By: Arianne Bakelmun



PCCC student and Urban Scholars for Climate Change grant recipient Jocelyne Romano calls the Passaic River, “the perfect storm.” Romano relays that, “the Passaic River is considered one of the most polluted rivers in the nation. It’s also one of the river systems that is most prone to flooding.”

The river is situated in New Jersey, which is at sea level and already vulnerable to floods. Global warming increases sea levels, pushing an overly burdened river to its capacity. Additionally, construction along the flood-path further destabilizes the river, leaving less containment for future flood waters and increasing chances that flooding will wreck a destructive path. Finally, this is especially precarious because of the extent of the Passaic River’s pollution. As Romano explains, through flooding, the contaminated water is, “now reaching into potential water supplies for certain communities.”

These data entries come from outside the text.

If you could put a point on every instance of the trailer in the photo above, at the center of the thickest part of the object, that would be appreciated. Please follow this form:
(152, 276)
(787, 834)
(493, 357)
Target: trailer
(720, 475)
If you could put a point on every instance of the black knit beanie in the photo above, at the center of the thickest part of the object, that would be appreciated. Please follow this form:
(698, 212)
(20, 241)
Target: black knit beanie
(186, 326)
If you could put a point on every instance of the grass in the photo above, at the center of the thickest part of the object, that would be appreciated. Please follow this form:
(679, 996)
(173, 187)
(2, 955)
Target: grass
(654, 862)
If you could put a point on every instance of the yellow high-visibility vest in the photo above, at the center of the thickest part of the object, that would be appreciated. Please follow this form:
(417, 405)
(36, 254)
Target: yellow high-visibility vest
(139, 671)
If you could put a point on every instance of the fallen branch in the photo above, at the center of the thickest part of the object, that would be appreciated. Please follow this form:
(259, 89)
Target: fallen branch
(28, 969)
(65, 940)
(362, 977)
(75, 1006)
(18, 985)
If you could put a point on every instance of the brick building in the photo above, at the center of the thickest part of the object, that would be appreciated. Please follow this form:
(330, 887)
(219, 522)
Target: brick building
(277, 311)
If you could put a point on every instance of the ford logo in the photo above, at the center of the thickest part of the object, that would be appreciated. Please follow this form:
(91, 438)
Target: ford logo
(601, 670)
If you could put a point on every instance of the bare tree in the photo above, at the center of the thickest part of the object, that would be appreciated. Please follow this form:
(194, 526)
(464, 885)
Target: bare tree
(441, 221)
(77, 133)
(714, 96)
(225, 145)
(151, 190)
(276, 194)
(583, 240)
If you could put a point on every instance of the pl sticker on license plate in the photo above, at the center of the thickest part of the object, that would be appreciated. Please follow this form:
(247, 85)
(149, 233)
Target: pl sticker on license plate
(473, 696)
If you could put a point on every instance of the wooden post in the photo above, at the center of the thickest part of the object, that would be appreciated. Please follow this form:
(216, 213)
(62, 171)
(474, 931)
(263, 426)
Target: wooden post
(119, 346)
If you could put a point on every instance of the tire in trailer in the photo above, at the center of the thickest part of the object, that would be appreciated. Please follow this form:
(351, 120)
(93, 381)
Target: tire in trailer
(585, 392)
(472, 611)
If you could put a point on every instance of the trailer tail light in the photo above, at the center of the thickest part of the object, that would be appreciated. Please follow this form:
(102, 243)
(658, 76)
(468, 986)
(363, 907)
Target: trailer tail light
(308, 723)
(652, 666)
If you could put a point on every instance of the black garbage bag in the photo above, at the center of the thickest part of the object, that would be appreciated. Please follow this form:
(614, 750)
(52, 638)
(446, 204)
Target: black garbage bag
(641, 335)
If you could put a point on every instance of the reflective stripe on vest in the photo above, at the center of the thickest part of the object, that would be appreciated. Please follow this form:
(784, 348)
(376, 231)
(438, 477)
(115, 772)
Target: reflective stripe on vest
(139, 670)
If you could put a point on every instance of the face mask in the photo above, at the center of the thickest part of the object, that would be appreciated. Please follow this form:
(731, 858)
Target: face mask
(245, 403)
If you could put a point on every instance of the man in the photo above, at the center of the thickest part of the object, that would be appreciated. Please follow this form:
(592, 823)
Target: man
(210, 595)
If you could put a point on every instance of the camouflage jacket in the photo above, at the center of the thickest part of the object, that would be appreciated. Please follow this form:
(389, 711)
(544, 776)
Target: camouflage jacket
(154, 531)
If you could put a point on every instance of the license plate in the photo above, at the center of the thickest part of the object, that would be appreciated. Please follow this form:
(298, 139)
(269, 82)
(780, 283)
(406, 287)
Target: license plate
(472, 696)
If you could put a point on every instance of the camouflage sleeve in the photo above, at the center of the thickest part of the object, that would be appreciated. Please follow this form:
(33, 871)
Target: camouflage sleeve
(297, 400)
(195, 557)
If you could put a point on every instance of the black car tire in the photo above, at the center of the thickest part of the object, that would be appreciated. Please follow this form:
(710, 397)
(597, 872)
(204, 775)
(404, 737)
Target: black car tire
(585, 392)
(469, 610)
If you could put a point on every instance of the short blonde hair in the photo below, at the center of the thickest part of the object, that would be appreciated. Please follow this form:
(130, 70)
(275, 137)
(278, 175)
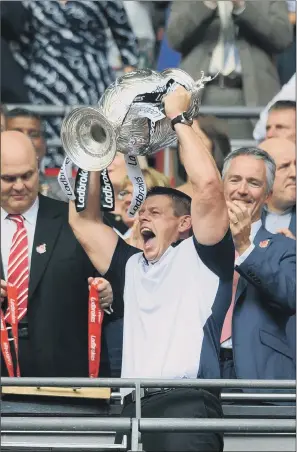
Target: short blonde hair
(152, 177)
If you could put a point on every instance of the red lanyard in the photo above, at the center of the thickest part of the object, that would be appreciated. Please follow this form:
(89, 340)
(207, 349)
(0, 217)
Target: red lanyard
(94, 331)
(12, 293)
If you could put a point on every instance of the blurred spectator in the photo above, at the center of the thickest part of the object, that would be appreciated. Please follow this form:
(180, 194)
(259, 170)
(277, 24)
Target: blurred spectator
(140, 17)
(64, 53)
(254, 344)
(214, 135)
(238, 39)
(13, 19)
(51, 276)
(3, 112)
(286, 61)
(287, 93)
(280, 213)
(30, 124)
(281, 121)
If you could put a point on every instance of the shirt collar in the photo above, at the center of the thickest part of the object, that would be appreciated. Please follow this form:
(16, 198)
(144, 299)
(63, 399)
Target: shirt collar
(286, 212)
(30, 215)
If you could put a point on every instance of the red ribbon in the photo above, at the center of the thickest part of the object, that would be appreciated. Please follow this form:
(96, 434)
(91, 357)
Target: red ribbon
(12, 296)
(95, 320)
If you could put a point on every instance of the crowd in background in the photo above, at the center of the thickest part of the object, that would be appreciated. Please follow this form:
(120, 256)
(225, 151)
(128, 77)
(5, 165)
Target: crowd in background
(68, 53)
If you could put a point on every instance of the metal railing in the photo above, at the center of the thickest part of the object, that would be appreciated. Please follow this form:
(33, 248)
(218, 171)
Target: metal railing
(222, 112)
(137, 425)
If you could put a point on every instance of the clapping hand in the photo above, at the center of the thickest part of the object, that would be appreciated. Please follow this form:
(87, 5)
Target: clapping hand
(287, 233)
(104, 290)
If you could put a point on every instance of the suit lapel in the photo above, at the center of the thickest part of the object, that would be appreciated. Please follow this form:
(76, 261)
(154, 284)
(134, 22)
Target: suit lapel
(261, 236)
(241, 288)
(48, 226)
(263, 217)
(292, 225)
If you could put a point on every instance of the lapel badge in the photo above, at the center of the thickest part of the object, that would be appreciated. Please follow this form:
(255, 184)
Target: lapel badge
(41, 249)
(264, 243)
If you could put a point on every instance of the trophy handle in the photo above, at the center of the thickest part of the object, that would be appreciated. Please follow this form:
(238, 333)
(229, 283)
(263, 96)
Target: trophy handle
(88, 138)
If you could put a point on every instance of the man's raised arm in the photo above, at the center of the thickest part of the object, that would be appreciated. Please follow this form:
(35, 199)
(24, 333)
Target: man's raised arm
(209, 212)
(98, 240)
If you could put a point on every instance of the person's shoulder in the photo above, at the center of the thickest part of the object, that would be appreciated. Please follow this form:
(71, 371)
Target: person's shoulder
(285, 242)
(267, 239)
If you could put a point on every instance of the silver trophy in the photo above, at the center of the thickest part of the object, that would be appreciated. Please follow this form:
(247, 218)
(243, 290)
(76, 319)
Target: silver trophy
(129, 118)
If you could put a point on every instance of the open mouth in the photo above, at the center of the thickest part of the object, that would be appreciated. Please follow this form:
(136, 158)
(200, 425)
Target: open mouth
(147, 236)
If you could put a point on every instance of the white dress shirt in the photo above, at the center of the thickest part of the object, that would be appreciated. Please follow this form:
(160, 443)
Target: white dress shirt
(9, 227)
(254, 229)
(275, 221)
(225, 56)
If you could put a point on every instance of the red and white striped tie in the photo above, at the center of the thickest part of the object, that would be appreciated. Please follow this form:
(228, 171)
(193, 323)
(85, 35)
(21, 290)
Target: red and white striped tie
(18, 266)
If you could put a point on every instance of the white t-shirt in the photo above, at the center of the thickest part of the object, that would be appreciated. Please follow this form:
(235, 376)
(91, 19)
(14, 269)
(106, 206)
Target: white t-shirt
(173, 309)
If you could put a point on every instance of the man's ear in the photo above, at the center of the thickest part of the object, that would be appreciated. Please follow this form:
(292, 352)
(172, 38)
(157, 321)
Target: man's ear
(268, 198)
(185, 226)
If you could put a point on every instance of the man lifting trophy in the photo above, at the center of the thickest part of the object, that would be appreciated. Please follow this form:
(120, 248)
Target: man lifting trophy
(130, 119)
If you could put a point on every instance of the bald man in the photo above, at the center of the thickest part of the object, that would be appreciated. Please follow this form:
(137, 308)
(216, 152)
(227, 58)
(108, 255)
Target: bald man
(42, 259)
(280, 212)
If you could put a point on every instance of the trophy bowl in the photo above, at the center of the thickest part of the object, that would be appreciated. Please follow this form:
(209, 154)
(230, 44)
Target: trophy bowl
(129, 118)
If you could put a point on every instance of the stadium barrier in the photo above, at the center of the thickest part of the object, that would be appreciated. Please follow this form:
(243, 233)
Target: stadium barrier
(137, 425)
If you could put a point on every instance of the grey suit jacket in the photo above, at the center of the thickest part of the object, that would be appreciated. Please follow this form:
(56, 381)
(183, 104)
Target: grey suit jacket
(262, 30)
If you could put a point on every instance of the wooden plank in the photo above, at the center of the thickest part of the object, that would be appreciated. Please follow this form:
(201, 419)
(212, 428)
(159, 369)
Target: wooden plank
(86, 393)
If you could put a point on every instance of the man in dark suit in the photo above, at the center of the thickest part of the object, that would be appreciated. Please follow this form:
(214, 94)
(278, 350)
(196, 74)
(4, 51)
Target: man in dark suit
(13, 20)
(51, 271)
(279, 215)
(254, 343)
(31, 124)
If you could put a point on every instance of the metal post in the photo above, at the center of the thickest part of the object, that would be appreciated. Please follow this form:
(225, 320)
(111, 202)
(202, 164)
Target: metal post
(136, 431)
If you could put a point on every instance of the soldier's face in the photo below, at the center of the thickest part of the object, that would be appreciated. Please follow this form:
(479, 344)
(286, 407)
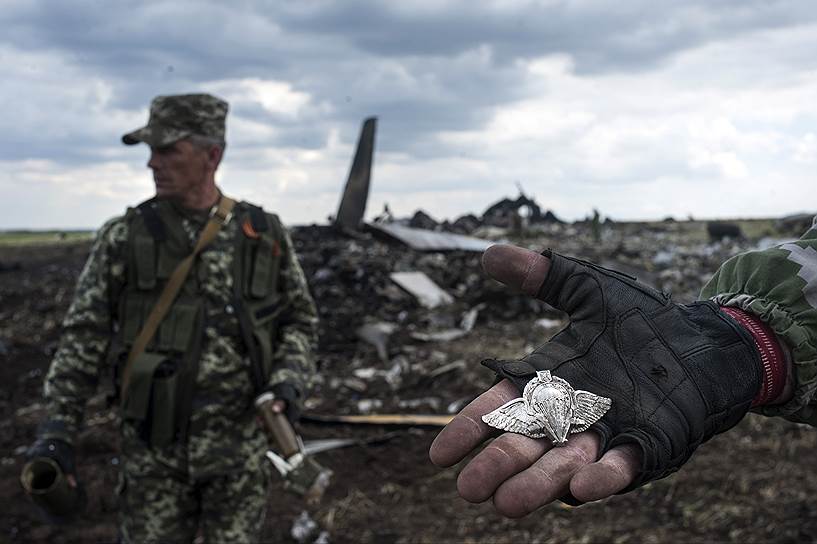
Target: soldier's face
(179, 169)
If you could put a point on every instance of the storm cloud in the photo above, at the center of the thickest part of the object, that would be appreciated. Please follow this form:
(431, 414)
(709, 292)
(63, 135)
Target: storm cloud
(642, 109)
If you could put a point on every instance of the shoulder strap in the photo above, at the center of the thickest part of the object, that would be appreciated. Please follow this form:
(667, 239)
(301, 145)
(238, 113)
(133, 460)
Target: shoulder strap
(174, 283)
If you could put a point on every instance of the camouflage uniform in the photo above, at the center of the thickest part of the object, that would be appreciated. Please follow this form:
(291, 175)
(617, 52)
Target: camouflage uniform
(215, 478)
(779, 285)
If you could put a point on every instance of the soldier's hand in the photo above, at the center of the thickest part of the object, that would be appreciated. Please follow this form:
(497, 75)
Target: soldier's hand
(625, 342)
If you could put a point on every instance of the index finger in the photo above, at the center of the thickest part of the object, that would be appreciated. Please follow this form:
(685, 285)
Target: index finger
(467, 430)
(516, 267)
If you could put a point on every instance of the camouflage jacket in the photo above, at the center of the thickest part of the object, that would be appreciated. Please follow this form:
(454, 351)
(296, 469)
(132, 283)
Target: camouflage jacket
(223, 433)
(779, 285)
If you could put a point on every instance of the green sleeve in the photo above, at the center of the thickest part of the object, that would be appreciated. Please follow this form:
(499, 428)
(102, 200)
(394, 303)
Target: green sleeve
(74, 373)
(779, 285)
(294, 359)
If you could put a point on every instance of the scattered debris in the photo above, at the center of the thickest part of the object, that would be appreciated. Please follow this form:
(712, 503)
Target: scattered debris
(427, 293)
(432, 420)
(303, 528)
(719, 230)
(428, 240)
(377, 334)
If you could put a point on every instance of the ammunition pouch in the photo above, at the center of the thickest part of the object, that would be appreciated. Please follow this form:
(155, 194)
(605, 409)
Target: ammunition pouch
(152, 401)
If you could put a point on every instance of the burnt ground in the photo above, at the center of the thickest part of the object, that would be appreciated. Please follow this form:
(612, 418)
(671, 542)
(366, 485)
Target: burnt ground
(755, 483)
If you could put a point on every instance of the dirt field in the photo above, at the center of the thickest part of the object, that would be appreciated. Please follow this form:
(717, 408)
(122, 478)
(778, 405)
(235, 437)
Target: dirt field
(753, 484)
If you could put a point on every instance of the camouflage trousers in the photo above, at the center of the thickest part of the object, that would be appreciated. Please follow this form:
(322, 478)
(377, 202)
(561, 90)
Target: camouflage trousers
(168, 509)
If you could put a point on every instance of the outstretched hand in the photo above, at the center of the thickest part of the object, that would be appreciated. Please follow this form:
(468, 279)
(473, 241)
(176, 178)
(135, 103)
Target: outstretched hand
(522, 474)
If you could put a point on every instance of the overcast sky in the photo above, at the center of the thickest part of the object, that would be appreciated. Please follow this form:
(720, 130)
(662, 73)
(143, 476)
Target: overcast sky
(642, 109)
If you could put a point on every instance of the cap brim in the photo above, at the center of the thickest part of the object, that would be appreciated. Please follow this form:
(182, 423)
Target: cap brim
(154, 136)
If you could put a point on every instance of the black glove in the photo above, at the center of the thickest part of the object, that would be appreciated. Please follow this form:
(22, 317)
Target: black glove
(677, 373)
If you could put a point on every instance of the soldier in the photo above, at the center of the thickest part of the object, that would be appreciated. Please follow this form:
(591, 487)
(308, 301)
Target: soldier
(242, 323)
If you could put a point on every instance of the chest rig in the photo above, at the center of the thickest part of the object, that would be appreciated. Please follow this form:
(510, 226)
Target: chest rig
(163, 377)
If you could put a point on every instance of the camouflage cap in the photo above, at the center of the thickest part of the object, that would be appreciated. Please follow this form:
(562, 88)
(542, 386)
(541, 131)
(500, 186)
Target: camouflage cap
(174, 117)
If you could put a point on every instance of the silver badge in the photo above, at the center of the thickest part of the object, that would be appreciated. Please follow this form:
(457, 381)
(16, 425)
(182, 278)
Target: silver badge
(549, 407)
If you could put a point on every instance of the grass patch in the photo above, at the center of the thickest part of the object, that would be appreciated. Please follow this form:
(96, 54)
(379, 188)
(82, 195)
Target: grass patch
(43, 237)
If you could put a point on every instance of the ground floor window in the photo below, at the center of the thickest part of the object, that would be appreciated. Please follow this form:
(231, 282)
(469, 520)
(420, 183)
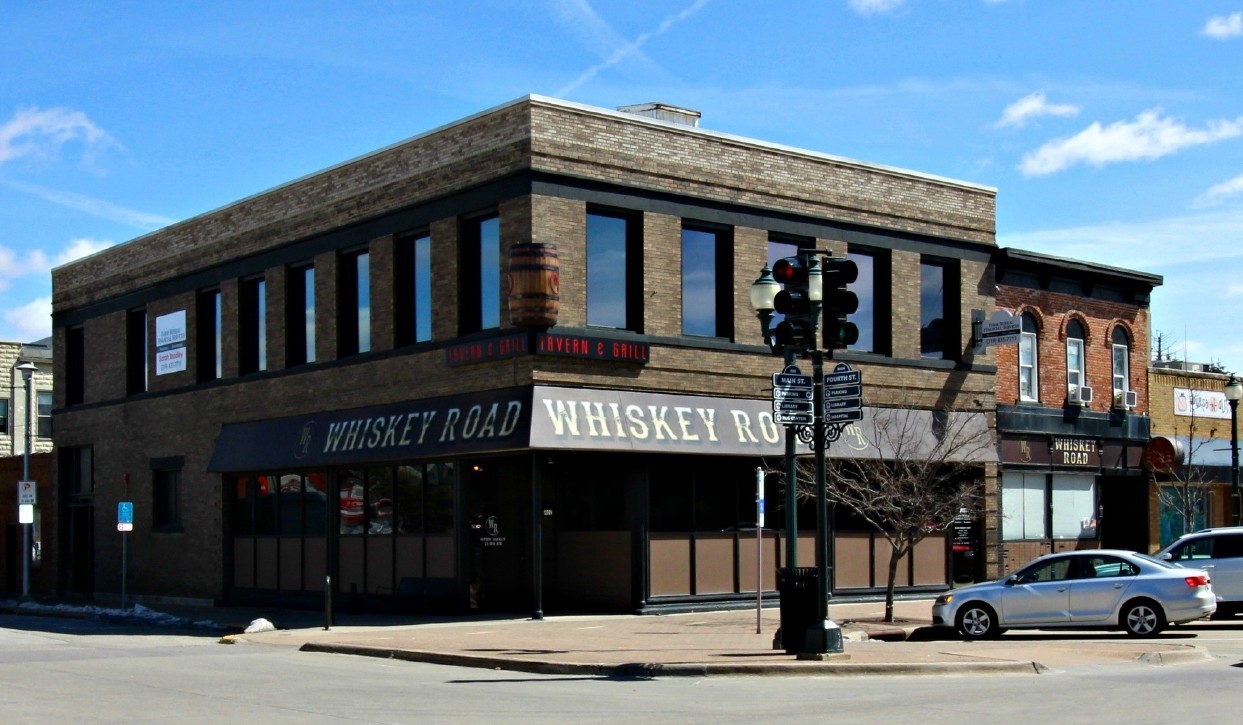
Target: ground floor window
(1038, 505)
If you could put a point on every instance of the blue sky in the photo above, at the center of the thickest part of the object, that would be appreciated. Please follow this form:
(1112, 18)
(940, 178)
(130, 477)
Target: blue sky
(1113, 131)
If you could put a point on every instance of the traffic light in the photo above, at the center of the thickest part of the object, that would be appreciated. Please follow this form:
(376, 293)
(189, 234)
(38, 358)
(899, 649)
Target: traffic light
(798, 300)
(839, 302)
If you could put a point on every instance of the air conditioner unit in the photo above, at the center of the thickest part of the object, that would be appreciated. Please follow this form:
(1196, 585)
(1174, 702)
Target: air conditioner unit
(1079, 394)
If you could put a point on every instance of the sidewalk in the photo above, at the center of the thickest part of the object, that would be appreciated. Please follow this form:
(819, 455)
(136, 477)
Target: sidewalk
(712, 643)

Romano is working with advisor Professor Thomas Van Aken to study the condition of the Passaic River. She clarifies, “what I’m studying is the pH and dissolved oxygen because those two parameters are things that are very indicative of the water-health quality.” Her studies have taken place between March 2022 and August 2022 at varying sites along the Passaic River. She has also utilized the STEM lab at PCCC to compile her reports and generate a code to graph her findings. Romano created her code from scratch using Python.

Unfortunately, the lower level of the Passaic River has a storied past of dangerous toxic waste. During World War II, a company called Diamond Alkali produced Agent Orange, an herbicide that was used in the Vietnam War for chemical warfare with horrific results. According to Romano, not only does it “kill any type of plant life,” but it also contains dioxin. Romano states that, “a dioxin is really bad news in terms of chemicals because it’s been studied to cause reproductive harm to women [and] birth defects for children. It also has been studied to cause cancer.”

She continues, “the way they disposed of excess or bad batches of Agent Orange was to release it directly into the Passaic River, specifically around the Newark area. So, all of those toxins are still present in the river to this day.” Though this was 80 years ago, dioxin doesn’t just dissolve or dilute. Instead, extremely slowly, it becomes less reactive. In fact, fishing, swimming, and drinking from the river are still illegal.

Romano has looked at historical data from the river and observed that the lower level has seen a lot of extreme pH and dissolved oxygen readings. One area reported a pH of nine. For comparison, bleach has a pH of 13. This does not bode well for the river’s ability to support life or for its potential to harm nearby communities.


Now, because of all these things that were released out into the river, I’m curious to see how the pH has either stabilized or stayed the same. [Is it] still [extremes of highs and lows]…or is it leveling off? I really don’t know.” Romano explains, “that’s why I’m…going to be collecting data and going into the river.”